Menteri Luar Negeri RI, Sugiono resmi meningkatkan level kesiagaan di Kedutaan Besar Republik Indonesia (KBRI) Teheran menjadi Siaga 1. Keputusan ini diambil menyusul meningkatnya eskalasi konflik antara Iran dan Israel.
"Dari perkembangan 2 hari ini, di mana intensitas serangan Israel semakin meningkat. Kemudian yang disasar juga lagi bukan saja target-target militer tapi juga target-target sipil. Maka saya memutuskan untuk meningkatkan level kesiagaan di kedutaan Teheran. Dari level siaga 2 menjadi level siaga 1," ujar Sugiono dalam video resmi yang disiarkan melalui YouTube Sekretariat Presiden, Kamis (19/6).

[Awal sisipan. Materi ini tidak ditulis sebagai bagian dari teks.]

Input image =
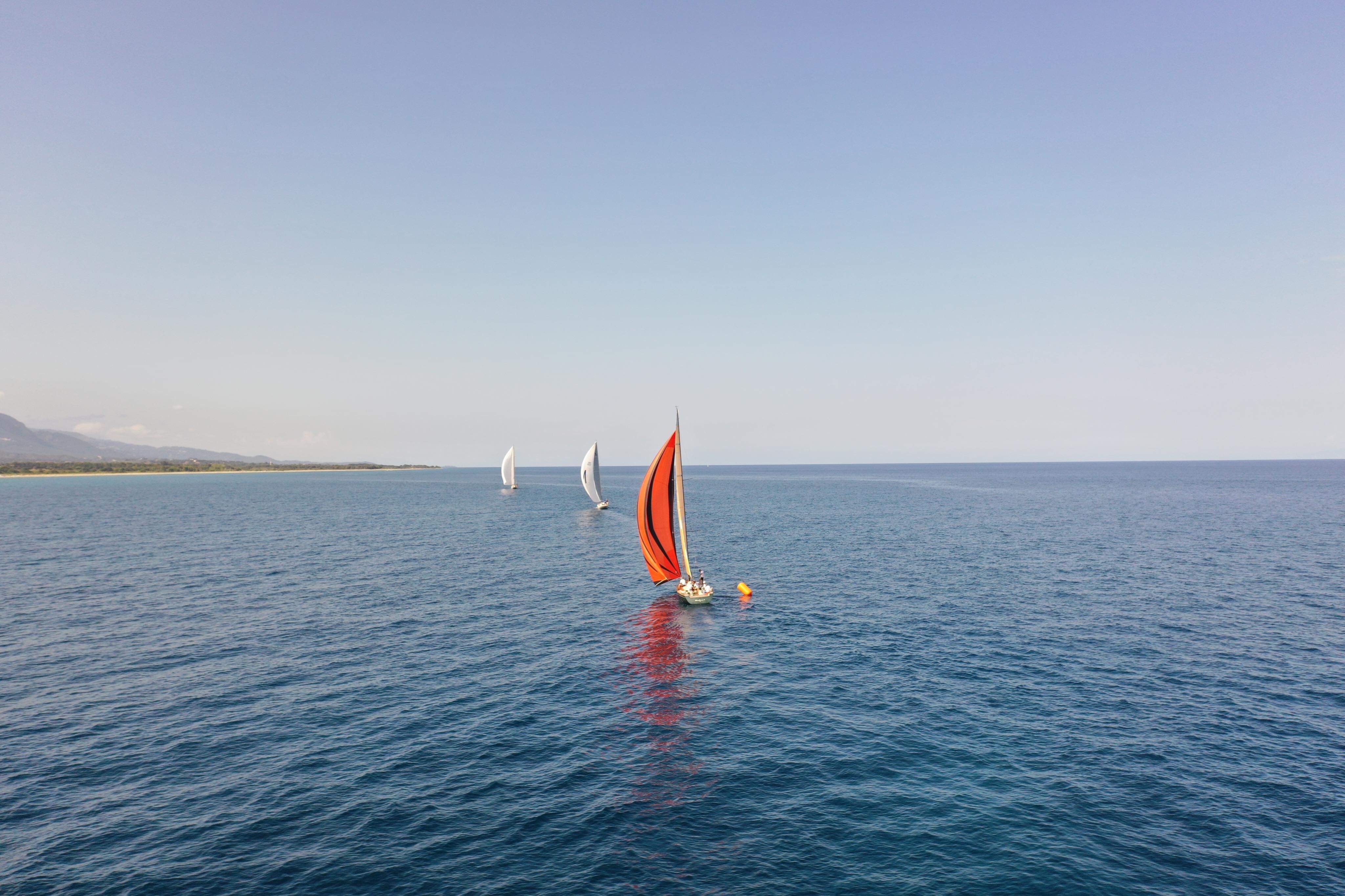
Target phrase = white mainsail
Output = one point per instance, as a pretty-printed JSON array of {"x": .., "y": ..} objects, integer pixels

Menlu menyebut langkah ini sekaligus menandai dimulainya rencana kontingensi dan evakuasi terhadap warga negara Indonesia (WNI) yang berada di Iran.
"Kemudian mulai juga melaksanakan langkah-langkah kontingensi dan langkah-langkah evakuasi bagi warga negara Indonesia," sambungnya.

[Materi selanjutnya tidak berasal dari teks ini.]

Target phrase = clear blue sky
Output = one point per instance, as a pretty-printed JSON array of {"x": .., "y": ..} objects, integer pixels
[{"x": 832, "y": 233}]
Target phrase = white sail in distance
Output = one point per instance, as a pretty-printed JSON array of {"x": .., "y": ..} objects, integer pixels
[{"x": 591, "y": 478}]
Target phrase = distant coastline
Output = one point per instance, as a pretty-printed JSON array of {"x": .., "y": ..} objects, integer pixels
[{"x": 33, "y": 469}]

Jalur Evakuasi Dipersiapkan Lewat Negara Tetangga
Sugiono mengatakan dirinya telah berkomunikasi dengan sejumlah negara tetangga Iran untuk memfasilitasi proses evakuasi.

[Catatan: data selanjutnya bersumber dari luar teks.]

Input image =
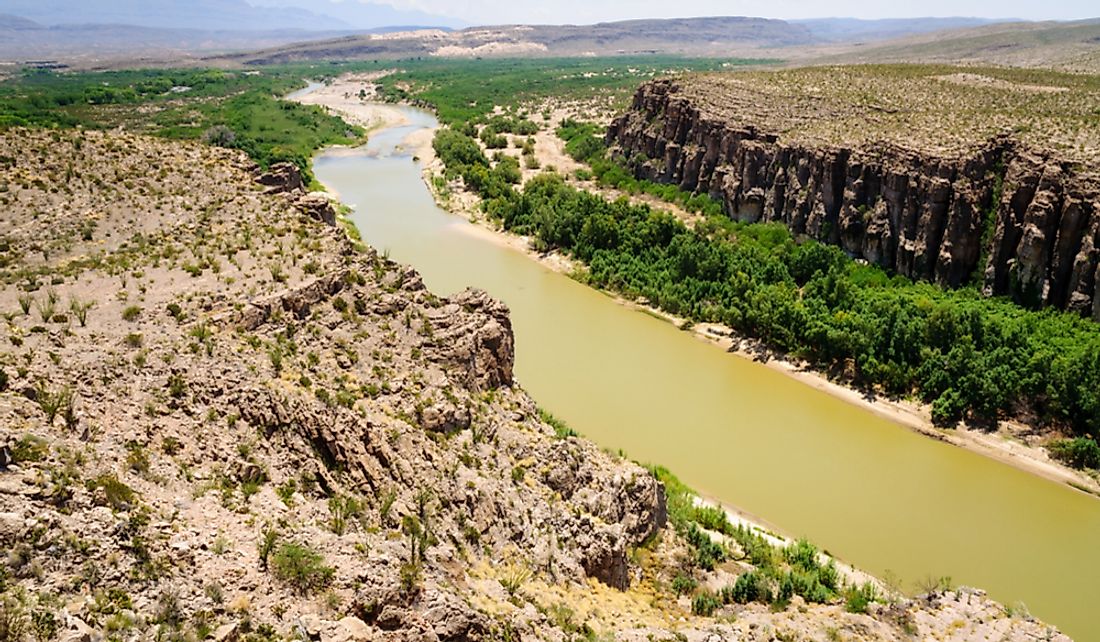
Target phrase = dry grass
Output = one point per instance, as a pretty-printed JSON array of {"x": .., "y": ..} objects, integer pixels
[{"x": 942, "y": 110}]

"Saya juga sudah melakukan komunikasi dengan beberapa negara tetangga Iran. Memohon supaya pada saat terjadi evakuasi nanti warga negara kita diberikan kemudahan melewati perbatasannya karena situasinya juga semakin tidak menguntungkan," jelasnya.
Pemerintah Indonesia berharap konflik Iran-Israel segera berakhir, mengingat terdapat ratusan WNI yang berisiko terdampak.
"Ada kurang lebih 380-an warga negara Indonesia yang ada di Iran, di Teheran dan beberapa kota lainnya yang ada di Iran. Yang saya kira berada di dalam posisi yang tidak baik, ya, terancam karena serangan yang terus meningkat ini," tutur Sugiono.